Dan: I work on technology, but I also have to get people to understand the fundamental ethical problem so that the decision makers will make the right decisions. When I was a student at Caltech, there was a course on engineering ethics, which taught us that we could design a product that wasn't very good, or of low quality, but that we must say no at the point when we realize a device is an outright danger to humanity. To refuse to make a bad product is an acceptable moral choice but a potentially insufficient one. At some point you have to call it out, become the whistleblower, and foster support from other people if you believe there is a tragedy or catastrophe in process.

ENGenious: Are design integrity and logic having their meta-battle moment?

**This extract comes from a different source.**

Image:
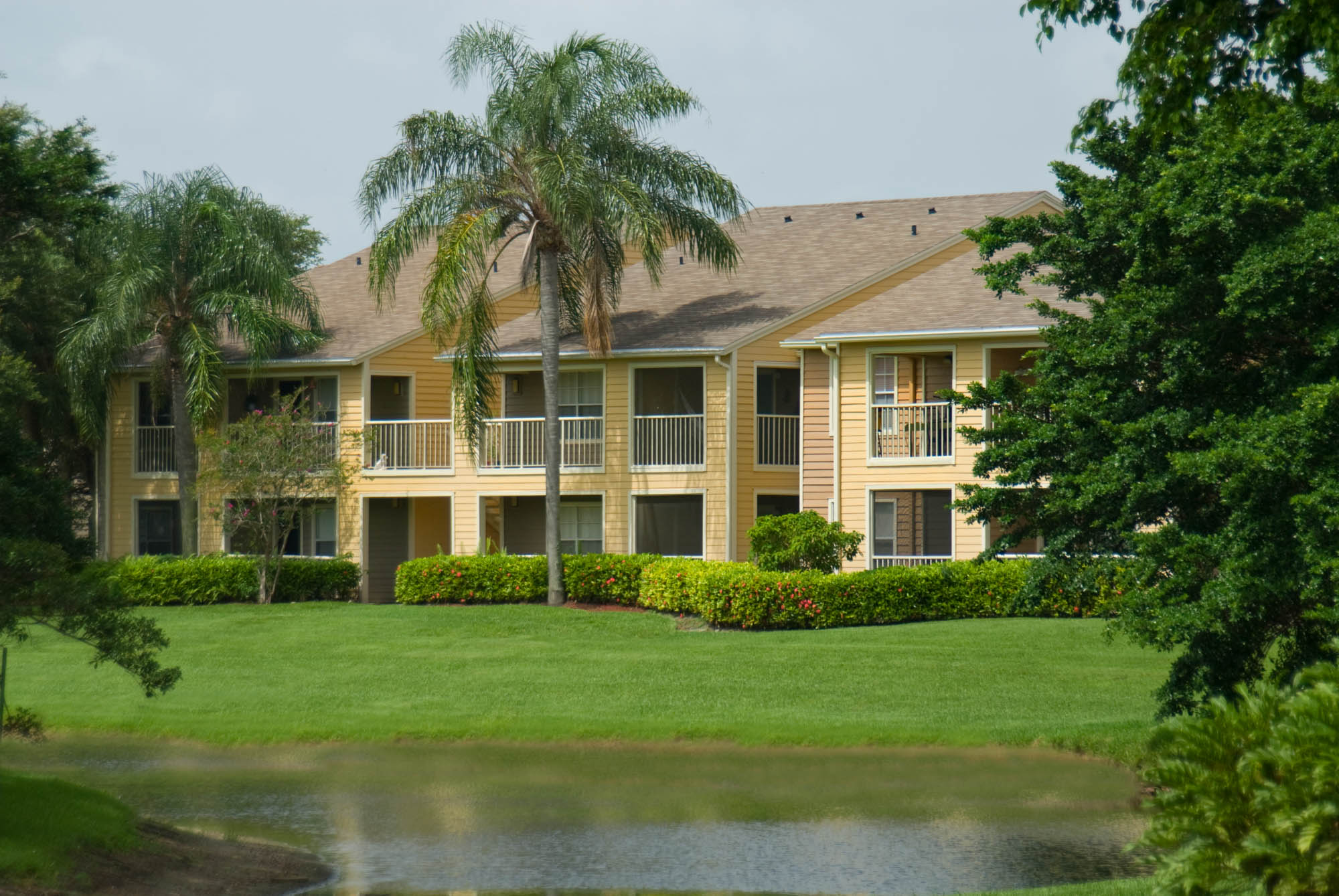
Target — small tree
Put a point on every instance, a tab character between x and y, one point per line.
801	542
266	470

Dan: We need to ask why it is that we think we need the things we're building. What is their value? If the answer is convenience, cost savings, or entertainment, then follow that question with another: Is it worth it if that thing can kill millions of people? A prime example is the internet connected home. Once you come to this concept and you identify cost savings or convenience opportunities, then you suddenly think everything in the home should be connected as the next logical conclusion: "The stove is in the house, so it must be connected." You can't just push a high-level concept down to the lower levels without thought. At the point where you get to the stove, it becomes too dangerous. If someone can hack into your stove and cause an explosion in your home, that is unacceptable risk. We need to get the engineering back on track one device at a time and figure this out. We cannot start with a big idea and build a reality without thinking it through device by device. And if a device cannot be fixed, then it shouldn't be connected to the internet, despite market forces, competitors, or bottom lines.

ENGenious: How do you make code reliable and safe?

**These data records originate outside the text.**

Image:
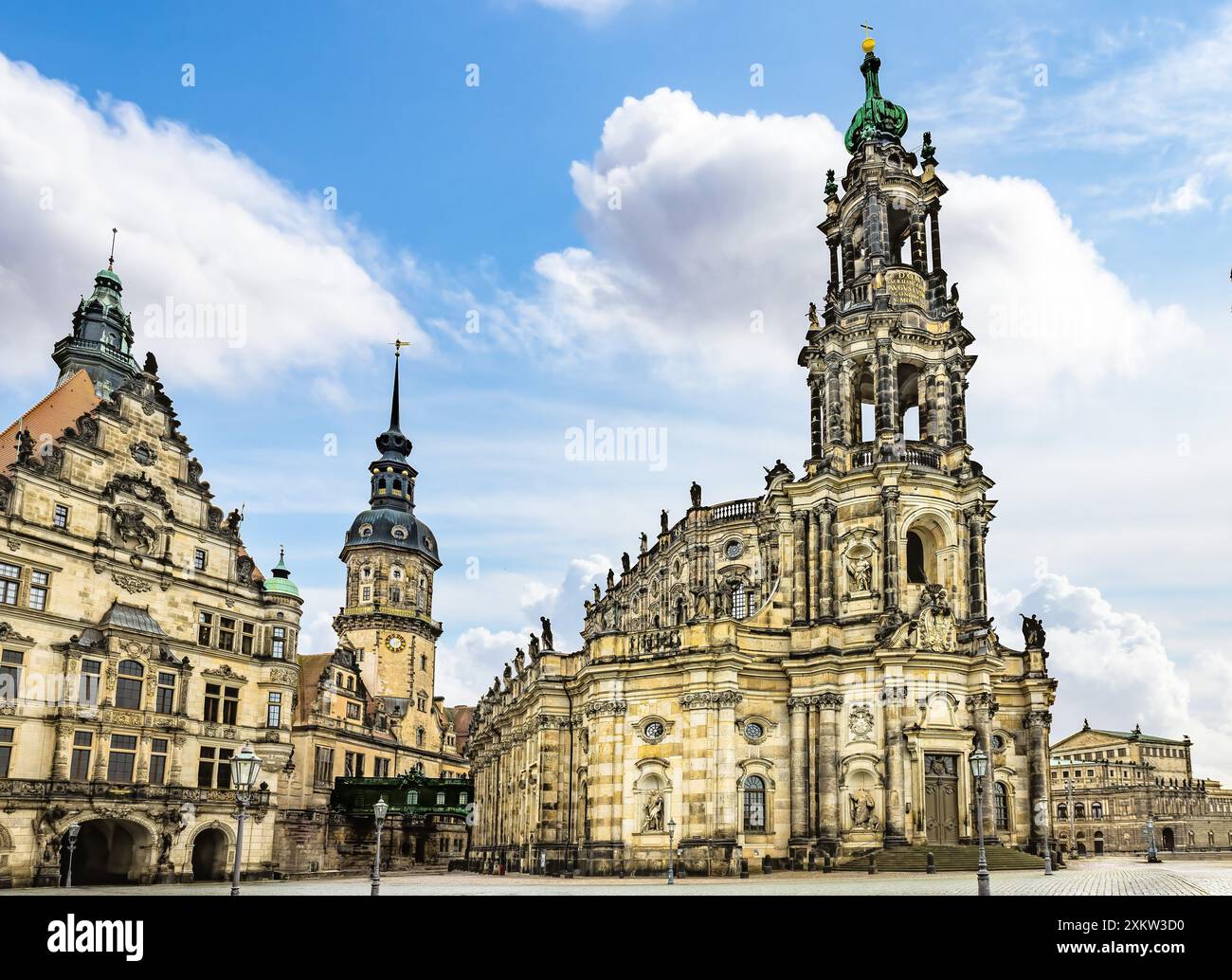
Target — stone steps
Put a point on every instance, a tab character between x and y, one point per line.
962	858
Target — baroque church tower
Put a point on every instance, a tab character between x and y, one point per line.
390	558
808	671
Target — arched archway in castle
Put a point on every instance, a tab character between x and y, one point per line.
109	852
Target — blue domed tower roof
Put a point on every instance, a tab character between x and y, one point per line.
390	520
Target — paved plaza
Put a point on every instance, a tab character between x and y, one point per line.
1091	877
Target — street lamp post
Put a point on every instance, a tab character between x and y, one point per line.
672	852
245	767
74	829
978	767
378	810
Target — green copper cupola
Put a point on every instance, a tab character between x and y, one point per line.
878	118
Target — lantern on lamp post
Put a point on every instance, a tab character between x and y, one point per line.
978	761
245	767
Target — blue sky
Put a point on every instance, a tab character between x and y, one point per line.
1089	158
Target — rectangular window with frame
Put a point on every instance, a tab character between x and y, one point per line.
128	684
164	696
213	768
10	675
274	710
230	705
5	751
122	758
323	771
213	701
90	683
82	746
10	582
205	627
158	762
40	583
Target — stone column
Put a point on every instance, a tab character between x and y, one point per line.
890	542
886	390
977	527
727	790
814	415
936	237
799	751
828	753
1038	724
825	558
984	706
800	583
63	753
919	250
944	423
957	402
814	565
894	694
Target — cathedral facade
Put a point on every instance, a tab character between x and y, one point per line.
140	646
805	672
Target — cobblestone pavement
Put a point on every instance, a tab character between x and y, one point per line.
1091	877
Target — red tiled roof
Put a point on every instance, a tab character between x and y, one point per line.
62	407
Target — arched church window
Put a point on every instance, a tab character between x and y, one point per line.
754	804
915	570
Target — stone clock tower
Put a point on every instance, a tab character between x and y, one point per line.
390	557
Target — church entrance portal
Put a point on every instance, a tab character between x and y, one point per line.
941	799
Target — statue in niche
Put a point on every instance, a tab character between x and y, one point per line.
652	814
861	572
934	627
1033	632
131	527
863	810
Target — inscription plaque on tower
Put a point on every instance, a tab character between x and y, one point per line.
906	287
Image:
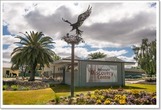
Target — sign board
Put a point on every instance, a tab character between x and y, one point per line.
101	73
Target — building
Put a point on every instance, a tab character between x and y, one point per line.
97	72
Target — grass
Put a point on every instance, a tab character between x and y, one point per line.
42	96
35	97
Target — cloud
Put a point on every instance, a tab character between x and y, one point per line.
118	24
9	39
7	53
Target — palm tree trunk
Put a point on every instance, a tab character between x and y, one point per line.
32	74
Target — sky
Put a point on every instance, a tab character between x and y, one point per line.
112	28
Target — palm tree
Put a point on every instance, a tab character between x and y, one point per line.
34	48
145	55
96	55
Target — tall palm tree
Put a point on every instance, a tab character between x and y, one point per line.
34	48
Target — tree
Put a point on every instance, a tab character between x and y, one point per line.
145	55
34	48
96	55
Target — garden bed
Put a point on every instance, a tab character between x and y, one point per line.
108	97
24	85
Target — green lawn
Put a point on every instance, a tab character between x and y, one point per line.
42	96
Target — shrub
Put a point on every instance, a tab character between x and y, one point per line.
14	87
150	79
110	97
26	85
5	87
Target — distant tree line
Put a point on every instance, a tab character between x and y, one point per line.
145	55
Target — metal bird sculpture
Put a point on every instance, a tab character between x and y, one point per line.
81	18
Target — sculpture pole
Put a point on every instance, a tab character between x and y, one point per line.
75	39
72	70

Dan: We need to start by separating the critical code from the non-critical code, which greatly reduces the debugging task. Often code serves to optimize, improve, or entertain, all of which takes a lot of code but doesn't control the actual device. It's okay if the non-critical part of software doesn't work. It might be annoying, but it is not critical. We can't make all code reliable—it's just too much. We find a way to get it down to the few percent that is critical and make sure we do that part correctly. This can cost $1,000 per line of code. And before anyone even thinks about cost, consider this: If your device is such that it has the ability to kill lots of people, it almost by definition is a big enough business to support this level of software scrutiny and safety. Cars are a trillion-dollar business. Trains are a hundred-billion-dollar business. Our exploding stove? Tens of billions of dollars are spent on stoves annually. Guaranteeing the safety of critical software in these products is a small reinvestment of profit that provides huge payoffs in the overall health of the consumer and the company.

Dan O'Dowd is founder, president, and chief executive officer at Green Hills Software. Richard O'Dowd is a senior software engineer at Green Hills Software.